Шенар испросил возможности провести несколько дней в храме, вдалеке от шума и суматохи обыденной жизни. Разрешение было дано. Старший сын Сети весьма тяжело переносил условия относительного комфорта кельи священника, в которой его поселили, однако он добился своей цели — встретить Моиса.

Во время небольшого перерыва еврей рассматривал колонну, на которой скульпторы выгравировали сцену подношения ока Хора, содержащую все, что могло помочь постичь окружающий мир.

— Великолепное творение! Вы выдающийся архитектор.

Моис, который уже успел оформиться в сильного крепкого мужчину, взглянул на своего собеседника с некоторым презрением к его обрюзгшим телесам и чрезмерной полноте форм.

— Я всего лишь постигаю тонкости своей профессии; заслуга же принадлежит мастеру, сотворившему этот шедевр.

— К чему такая скромность!

— Мне противны льстецы.

— Кажется, я вам не слишком нравлюсь.

— Надеюсь, это взаимно.

— Я прибыл сюда, чтобы собраться с мыслями и обрести равновесие; признаюсь, назначение Рамзеса регентом было для меня большим потрясением, однако следует признать очевидное. Покой, царящий в этом храме, поможет мне.

— Тем лучше для вас.

— Ваше дружеское расположение к Рамзесу не должно ослеплять вас; намерения моего брата совсем нельзя назвать благими. Если вы почитаете порядок и справедливость, не закрывайте глаза.

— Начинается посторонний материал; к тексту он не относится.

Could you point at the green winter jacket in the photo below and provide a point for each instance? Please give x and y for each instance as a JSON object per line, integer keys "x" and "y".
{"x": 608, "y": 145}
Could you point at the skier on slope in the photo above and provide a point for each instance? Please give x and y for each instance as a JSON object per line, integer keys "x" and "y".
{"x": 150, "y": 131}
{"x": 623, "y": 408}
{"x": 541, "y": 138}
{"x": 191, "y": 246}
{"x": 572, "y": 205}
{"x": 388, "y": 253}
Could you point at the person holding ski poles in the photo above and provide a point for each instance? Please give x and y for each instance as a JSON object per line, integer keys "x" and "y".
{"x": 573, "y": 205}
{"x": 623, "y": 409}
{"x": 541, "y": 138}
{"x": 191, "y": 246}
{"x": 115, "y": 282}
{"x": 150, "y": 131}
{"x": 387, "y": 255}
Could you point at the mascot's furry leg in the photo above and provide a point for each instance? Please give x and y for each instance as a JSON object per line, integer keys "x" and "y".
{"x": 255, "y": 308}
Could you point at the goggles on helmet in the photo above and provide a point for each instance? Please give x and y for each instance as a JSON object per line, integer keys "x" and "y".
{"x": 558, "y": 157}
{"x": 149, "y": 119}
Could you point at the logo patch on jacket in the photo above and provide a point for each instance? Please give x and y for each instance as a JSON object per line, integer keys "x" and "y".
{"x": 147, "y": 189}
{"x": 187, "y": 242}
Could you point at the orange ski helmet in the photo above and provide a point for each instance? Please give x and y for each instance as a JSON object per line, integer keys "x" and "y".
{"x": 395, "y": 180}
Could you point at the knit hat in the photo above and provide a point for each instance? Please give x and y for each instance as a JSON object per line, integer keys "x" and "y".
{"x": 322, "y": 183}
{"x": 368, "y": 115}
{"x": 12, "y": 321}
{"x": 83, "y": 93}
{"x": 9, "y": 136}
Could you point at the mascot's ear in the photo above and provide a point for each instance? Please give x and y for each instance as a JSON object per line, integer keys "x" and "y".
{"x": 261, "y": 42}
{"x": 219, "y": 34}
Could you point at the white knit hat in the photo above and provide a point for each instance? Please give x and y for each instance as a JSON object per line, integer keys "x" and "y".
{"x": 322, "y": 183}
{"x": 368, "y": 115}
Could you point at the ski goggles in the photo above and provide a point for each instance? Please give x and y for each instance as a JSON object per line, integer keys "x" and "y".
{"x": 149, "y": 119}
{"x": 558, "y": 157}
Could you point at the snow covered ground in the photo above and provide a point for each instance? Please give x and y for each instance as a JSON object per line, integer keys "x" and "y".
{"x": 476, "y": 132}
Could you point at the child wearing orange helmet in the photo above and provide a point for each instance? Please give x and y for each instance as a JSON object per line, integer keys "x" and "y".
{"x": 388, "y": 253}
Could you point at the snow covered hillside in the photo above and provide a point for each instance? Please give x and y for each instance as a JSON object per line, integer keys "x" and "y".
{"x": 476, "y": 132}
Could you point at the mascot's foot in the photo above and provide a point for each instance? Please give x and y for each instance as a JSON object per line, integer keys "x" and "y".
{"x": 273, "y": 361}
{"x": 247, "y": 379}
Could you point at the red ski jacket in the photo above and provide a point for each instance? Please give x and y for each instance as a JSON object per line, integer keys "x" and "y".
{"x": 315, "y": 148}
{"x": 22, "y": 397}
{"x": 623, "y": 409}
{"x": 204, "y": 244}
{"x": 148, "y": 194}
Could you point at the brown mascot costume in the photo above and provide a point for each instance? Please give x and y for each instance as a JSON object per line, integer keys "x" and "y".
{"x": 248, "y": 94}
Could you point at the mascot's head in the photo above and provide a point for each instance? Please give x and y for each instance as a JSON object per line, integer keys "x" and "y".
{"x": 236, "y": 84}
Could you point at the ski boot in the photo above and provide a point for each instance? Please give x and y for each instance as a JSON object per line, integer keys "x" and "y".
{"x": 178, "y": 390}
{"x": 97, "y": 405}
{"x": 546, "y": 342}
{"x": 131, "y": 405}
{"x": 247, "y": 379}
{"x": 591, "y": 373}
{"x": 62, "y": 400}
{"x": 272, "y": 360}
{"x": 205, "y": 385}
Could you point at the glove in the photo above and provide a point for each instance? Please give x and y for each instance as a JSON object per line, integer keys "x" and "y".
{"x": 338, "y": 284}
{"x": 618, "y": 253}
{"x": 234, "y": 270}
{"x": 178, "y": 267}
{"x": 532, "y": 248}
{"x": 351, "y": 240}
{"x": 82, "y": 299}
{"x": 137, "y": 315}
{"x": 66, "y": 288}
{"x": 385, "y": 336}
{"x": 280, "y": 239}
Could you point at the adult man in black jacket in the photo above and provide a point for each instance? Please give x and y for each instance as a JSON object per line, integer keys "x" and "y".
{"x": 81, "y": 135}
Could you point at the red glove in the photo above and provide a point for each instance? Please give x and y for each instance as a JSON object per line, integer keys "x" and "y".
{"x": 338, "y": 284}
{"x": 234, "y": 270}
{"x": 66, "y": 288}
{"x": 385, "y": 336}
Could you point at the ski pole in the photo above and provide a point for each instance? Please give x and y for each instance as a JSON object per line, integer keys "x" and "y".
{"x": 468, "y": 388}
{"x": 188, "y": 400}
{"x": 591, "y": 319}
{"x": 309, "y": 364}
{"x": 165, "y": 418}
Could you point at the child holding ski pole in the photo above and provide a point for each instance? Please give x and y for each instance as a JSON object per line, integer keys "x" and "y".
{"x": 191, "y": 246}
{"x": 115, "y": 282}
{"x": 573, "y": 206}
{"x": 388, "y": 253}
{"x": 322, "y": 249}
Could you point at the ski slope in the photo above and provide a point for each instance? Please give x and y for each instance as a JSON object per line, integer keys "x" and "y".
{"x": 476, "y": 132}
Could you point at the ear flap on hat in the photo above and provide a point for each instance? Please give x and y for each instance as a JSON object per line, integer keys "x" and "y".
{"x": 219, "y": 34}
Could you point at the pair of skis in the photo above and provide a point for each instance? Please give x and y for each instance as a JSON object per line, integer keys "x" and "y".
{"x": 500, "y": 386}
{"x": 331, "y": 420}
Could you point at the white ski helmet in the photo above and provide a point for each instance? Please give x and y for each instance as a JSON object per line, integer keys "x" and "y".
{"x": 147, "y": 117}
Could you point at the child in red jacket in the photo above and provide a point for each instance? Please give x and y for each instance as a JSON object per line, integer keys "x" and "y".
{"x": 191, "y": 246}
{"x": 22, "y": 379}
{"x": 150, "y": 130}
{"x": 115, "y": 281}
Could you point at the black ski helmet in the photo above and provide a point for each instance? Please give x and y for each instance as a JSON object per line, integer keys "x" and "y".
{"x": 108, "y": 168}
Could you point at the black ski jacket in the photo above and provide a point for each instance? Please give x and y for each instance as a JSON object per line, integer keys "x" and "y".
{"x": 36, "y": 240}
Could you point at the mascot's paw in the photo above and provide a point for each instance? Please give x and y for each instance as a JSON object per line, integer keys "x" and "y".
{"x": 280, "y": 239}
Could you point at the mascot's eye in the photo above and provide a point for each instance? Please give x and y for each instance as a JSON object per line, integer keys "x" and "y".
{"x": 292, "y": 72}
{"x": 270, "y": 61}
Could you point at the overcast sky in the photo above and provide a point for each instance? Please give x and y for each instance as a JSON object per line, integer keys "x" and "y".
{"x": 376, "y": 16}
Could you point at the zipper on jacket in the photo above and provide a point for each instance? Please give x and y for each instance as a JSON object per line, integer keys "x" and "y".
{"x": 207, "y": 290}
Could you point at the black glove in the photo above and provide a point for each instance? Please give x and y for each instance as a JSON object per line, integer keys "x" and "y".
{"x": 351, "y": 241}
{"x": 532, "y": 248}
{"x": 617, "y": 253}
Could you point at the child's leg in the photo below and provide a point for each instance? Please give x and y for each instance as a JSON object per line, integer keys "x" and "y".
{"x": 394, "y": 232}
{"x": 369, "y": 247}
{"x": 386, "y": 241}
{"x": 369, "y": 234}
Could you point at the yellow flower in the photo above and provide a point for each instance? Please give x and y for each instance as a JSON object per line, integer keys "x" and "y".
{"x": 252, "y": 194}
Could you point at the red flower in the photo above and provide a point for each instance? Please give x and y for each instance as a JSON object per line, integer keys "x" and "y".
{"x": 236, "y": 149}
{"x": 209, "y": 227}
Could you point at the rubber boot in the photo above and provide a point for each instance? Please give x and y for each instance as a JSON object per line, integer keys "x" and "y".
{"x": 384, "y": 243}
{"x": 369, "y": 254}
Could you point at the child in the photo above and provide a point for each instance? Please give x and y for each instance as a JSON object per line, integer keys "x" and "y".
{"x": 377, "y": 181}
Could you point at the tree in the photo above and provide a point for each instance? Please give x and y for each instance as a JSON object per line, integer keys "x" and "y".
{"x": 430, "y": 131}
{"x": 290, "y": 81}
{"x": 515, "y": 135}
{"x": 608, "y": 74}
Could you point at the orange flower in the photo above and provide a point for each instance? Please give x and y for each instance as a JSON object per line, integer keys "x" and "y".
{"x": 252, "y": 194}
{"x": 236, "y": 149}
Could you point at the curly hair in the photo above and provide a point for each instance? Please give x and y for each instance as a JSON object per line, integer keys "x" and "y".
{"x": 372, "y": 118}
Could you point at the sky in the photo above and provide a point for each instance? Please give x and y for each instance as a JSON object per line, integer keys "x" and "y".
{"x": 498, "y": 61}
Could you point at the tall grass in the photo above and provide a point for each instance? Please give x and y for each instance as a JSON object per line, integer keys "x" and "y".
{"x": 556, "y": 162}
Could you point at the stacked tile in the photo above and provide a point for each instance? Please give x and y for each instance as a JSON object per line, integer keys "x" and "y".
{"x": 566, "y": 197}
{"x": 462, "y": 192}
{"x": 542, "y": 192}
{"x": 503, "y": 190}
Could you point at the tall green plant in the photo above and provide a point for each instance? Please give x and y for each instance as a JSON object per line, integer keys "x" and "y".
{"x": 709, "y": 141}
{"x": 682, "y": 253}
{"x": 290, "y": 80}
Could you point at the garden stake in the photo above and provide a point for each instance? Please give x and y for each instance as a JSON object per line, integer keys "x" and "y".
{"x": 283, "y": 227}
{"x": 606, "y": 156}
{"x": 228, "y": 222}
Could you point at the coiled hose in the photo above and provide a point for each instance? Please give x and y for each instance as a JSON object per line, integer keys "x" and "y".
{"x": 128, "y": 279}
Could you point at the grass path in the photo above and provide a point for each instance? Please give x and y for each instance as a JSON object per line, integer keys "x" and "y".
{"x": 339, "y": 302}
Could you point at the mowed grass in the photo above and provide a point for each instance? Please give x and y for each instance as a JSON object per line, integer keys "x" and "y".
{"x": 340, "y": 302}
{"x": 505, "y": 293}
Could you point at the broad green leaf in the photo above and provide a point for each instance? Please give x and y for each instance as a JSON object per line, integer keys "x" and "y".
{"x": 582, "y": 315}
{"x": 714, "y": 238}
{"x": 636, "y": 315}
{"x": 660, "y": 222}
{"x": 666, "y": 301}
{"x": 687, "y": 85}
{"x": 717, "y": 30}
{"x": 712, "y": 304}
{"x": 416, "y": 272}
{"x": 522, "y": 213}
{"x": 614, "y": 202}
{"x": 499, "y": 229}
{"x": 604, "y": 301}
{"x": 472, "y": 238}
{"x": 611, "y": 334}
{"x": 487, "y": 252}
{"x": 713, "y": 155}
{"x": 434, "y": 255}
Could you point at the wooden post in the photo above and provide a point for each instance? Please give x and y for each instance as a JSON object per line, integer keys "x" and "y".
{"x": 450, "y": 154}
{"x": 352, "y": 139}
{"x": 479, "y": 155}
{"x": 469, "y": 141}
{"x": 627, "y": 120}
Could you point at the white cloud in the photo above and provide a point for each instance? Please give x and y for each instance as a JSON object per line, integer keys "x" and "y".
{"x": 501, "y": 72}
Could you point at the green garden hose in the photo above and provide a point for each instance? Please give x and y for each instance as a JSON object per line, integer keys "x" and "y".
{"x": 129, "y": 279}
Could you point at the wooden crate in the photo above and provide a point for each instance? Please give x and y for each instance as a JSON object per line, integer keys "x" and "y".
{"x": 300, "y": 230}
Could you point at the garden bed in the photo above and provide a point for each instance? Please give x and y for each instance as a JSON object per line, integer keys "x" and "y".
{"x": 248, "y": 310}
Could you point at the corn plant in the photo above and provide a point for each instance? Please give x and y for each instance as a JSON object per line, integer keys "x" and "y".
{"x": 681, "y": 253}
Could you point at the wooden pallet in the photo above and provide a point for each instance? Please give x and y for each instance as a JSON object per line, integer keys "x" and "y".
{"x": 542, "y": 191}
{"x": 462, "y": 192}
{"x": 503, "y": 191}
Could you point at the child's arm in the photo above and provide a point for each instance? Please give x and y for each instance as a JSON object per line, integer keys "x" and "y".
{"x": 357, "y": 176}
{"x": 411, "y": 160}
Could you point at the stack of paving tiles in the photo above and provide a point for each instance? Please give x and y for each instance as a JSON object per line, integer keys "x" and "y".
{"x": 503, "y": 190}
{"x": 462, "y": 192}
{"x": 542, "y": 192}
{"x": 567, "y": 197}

— Вы осмеливаетесь критиковать решение Сети?

— Мой отец исключительный человек, но кто в этом мире безупречен? Для меня путь к власти прегражден навсегда, и я не жалею об этом. Занятие протоколом совершенно не оставляет мне свободного времени, однако что станет с Египтом, если власть попадет в руки никчемного человека, занятого исключительно собственными амбициями?

— Чего же вы хотите, Шенар?

— Открыть вам глаза. Я убежден, что вам предначертана великая судьба. Делать ставку на Рамзеса было бы для вас губительно. Завтра, когда он взойдет на трон, он забудет всех своих друзей, и вас в том числе.

— Что вы предлагаете?

— Перестанем терпеть и подумаем о собственном будущем.

— О вашем, если точнее.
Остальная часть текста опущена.